Bolsonaro profere as imbecilidades dele – e o país continua, vai em frente.
Agora, parece que o mesmo começa a se dar em relação ao ex-Posto Ipiranga: Paulo Guedes fala abobrinhas – e, como o que ele fala é irrelevante, não significa nada, não tem lastro algum, como não tinha lastro a moeda brasileira até o advento do real, como anda sem lastro a moeda argentinas, a vida continua, o país segue em frente.
É o que diz Carlos Alberto Sardenberg:
“A ameaça — ameaça? — de tacar pólvora contra o Biden caiu nessa última categoria. As pessoas se lembraram do exército de Brancaleone, do Rato que ruge (filme de 1959), dos Trapalhões do Didi. Os memes abundaram nas redes.
“O mercado financeiro não deu a mínima. Quer dizer, falou o tempo todo do assunto — e foi uma mina de piadas naquele estilo leve dos operadores.
“E, por falar nisso, o mercado também nem ligou para as declarações absolutamente desastrosas do ministro Paulo Guedes. Em circunstâncias normais, o mercado deveria ter entrado em pânico quando o ministro falou na possibilidade de o Brasil não conseguir rolar sua dívida e de isso gerar uma hiperinflação.
“Calote e disparada do dólar —era disso que Guedes falava. E o que aconteceu? O dólar subiu um pouco, a bolsa caiu um pouco, tudo dentro dos conformes.
“Mais: o pessoal até sentiu pena do ministro quando ele se declarou frustrado por não ter conseguido vender uma estatal sequer em dois anos de governo. Logo ele, que, na campanha, dizia que era moleza levantar R$ 1 trilhão com a venda de ativos. E ainda em junho último anunciava quatro grandes privatizações em 90 dias.

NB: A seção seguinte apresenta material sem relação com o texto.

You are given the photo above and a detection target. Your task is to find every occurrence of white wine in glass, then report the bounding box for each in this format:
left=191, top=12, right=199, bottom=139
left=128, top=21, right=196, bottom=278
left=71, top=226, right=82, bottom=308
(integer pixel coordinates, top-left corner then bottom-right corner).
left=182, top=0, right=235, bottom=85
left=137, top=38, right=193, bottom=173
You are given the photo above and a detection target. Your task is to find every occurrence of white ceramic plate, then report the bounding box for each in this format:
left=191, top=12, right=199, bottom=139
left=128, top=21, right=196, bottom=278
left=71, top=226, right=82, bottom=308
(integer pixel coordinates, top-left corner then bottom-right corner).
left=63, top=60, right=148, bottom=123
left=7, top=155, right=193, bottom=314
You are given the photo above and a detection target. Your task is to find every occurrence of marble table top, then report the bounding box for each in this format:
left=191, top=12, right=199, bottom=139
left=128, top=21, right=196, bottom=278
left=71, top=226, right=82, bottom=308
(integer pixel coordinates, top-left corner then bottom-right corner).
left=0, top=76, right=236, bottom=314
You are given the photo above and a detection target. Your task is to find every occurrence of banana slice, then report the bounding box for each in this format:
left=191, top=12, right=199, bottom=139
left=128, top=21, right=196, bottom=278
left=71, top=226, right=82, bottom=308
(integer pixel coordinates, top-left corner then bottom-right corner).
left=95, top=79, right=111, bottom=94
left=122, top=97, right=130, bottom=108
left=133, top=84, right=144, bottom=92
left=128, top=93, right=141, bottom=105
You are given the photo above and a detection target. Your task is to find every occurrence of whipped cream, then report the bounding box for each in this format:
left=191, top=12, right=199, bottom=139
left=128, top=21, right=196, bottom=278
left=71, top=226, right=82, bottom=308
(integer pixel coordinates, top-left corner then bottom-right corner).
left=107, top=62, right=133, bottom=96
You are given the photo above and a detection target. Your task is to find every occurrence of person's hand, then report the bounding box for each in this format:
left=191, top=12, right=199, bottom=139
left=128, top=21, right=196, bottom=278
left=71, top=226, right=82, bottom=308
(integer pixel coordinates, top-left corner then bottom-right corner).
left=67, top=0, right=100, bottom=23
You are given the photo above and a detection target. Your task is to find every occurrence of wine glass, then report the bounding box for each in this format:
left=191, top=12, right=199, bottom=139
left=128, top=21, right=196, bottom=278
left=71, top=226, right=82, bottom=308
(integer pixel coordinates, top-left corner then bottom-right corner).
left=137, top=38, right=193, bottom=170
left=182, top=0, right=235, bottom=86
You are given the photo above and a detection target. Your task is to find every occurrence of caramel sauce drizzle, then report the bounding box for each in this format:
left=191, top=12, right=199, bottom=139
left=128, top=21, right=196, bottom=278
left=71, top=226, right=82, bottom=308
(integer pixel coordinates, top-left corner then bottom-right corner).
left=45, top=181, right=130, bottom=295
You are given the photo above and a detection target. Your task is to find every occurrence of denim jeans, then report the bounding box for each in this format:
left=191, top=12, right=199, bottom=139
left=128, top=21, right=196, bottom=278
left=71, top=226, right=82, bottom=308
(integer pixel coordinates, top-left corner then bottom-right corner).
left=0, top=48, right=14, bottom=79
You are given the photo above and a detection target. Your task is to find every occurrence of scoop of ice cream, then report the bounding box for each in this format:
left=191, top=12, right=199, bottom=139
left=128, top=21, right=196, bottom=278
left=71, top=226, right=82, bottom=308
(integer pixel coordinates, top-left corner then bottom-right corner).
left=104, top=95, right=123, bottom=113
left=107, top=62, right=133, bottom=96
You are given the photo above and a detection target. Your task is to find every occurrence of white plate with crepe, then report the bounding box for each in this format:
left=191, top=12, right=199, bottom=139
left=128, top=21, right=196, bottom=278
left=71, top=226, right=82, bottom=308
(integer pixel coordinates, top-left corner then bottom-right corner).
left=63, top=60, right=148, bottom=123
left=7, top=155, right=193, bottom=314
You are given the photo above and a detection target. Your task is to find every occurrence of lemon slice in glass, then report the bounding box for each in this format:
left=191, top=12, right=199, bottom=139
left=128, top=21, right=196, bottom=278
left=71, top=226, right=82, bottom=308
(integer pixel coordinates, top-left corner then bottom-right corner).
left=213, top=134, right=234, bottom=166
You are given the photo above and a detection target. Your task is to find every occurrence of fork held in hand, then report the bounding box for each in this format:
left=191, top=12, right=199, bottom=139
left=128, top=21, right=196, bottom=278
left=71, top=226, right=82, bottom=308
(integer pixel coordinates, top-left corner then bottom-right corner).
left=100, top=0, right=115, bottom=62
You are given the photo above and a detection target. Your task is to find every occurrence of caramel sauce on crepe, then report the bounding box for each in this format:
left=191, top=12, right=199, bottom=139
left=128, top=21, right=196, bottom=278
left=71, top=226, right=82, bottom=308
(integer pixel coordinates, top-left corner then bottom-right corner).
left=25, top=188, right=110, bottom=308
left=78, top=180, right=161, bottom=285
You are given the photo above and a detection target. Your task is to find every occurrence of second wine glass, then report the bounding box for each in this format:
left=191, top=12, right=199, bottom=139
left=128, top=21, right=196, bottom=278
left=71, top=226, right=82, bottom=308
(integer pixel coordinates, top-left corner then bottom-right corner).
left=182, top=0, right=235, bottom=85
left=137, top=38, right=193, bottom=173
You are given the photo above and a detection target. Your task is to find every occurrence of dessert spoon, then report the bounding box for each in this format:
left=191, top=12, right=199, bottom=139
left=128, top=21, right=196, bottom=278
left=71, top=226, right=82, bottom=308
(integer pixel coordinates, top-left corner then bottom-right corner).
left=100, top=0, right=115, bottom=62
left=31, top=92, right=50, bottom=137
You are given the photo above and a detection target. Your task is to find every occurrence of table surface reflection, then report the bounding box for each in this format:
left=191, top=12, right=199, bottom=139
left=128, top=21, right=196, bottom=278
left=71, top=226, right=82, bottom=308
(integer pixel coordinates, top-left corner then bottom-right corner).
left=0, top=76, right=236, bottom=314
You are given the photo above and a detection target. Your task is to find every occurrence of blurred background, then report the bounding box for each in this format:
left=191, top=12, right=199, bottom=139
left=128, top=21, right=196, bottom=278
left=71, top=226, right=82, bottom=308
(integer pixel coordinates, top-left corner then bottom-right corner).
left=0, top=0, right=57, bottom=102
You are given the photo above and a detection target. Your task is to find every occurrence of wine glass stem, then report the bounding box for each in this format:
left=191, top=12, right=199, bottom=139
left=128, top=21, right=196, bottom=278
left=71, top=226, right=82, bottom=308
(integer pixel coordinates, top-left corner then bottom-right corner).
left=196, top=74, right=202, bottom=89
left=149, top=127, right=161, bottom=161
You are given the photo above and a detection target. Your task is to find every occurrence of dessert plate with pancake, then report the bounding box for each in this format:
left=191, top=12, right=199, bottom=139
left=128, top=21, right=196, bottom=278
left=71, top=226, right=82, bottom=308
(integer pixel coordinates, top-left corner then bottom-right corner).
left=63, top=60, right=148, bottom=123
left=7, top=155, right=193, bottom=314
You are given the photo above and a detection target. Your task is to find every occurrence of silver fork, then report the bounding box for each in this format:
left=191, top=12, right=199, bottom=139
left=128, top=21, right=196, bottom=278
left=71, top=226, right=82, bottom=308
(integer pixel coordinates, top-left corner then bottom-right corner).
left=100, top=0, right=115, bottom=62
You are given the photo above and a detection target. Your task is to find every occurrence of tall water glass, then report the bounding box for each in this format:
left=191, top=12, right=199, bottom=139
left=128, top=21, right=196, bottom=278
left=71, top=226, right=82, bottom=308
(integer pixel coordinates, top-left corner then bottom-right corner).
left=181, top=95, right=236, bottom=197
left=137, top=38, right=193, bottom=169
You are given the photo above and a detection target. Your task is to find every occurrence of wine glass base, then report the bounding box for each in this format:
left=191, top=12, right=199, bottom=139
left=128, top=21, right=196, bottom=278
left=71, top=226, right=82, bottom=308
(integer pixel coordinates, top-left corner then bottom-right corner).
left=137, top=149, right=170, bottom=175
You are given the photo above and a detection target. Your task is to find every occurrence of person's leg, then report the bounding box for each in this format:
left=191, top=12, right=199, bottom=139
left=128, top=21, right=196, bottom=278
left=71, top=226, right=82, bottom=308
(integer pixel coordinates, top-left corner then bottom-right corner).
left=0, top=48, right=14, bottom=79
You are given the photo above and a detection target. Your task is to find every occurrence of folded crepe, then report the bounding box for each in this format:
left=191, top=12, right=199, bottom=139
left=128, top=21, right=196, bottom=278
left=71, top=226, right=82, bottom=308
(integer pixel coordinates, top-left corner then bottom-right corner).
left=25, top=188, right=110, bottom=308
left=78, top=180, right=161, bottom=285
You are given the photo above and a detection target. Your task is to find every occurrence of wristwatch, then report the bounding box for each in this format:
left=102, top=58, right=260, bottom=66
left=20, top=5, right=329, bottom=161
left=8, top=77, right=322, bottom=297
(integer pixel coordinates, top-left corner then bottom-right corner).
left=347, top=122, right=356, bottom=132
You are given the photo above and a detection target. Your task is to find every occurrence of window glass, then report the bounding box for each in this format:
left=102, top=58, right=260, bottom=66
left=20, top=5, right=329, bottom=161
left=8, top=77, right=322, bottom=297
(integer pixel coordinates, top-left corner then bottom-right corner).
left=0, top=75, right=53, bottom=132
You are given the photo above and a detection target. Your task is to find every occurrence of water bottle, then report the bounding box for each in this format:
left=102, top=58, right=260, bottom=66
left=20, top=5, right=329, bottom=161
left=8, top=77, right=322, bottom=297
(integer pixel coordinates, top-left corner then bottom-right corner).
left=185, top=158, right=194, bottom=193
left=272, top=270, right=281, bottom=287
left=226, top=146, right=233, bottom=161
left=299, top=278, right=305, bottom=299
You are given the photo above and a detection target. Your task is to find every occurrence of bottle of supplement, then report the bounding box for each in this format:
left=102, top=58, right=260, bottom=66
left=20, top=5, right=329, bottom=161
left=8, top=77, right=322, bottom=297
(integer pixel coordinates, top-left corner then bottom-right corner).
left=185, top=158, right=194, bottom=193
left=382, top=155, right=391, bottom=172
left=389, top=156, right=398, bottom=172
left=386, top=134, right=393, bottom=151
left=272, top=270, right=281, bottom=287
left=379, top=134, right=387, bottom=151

“Será que vai (foi?) pelo mesmo caminho da irrelevância?
“Guedes disse que privatizar era o mandato de um governo liberal-democrata eleito para isso. E aqui já revela uma distorção de imagem e conteúdo.
“Bolsonaro liberal e democrata?
“Se Guedes acredita mesmo nisso, está cometendo o mesmo equívoco de Sergio Moro quando foi para o governo imaginando que poderia escalar a guerra contra a corrupção. Assim como a legislação proposta por Moro foi aguada pela própria base, a privatização não passa na turma de Bolsonaro, onde todos ali estão sempre ávidos por uma boquinha.”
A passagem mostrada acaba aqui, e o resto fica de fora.